“Il
discorso del Re” a teatro, per la regia
di Luca Barbareschi è innanzitutto un’opera ammiccante.
Strizza l’occhio al pubblico, chiama applausi e risate.
È un’operazione commerciale. In questo, ovviamente,
non c’è nulla di male. Se non fosse che la storia
e la riuscita dell’intero spettacolo ne risentono.
La piéce ha di certo un
suo ritmo, si seguono senza incertezze le due ore e mezzo
in cui si snodano le vicende del re balbuziente e del suo
maestro. La scenografia aiuta, perché composta da rulli
ottagonali che, ruotando, ricreano gli sfondi delle diverse
ambientazioni.
Il buio, però, la fa da
padrone: spesso gli attori non sono illuminati o lo sono parzialmente
o in maniera imprecisa e il tutto è immerso in un’atmosfera
sempre troppo mesta rispetto a quello che la storia richiederebbe.

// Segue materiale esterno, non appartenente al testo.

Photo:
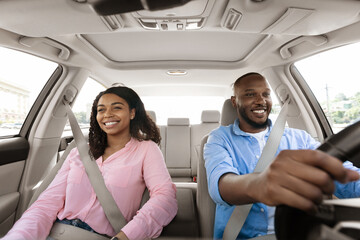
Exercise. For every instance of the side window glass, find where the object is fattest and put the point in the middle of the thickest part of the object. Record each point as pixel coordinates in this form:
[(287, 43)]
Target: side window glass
[(333, 76), (83, 104), (22, 77)]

Poi ci sono gli attori. Filippo
Dini (Giorgio VI) è bravo, forse anche troppo per un’operazione
di questo tipo. Salva lo spettacolo dandogli uno spessore
che altrimenti non avrebbe. Luca Barbareschi (il maestro/attore
Lionel Logue) è convincente ma fin troppo convinto
della sua padronanza del personaggio. E questa sicurezza lo
spinge spesso su un livello cabarettistico, che poco o nulla
si addice al co-protagonista.
Il resto della compagnia delude.
Le due donne Chiara Claudi (Myrtle Logue) e Astrid Meloni
(Elizabeth, la Duchessa di York) sono spesso poco credibili
e macchinose nella recitazione, mentre Mauro Santopietro,
il fratello del re ed erede al trono, è esasperato
e caricaturale.
Questo “Discorso
del Re” è molto vicino al pubblico.
Un po’ meno a un pubblico di teatro.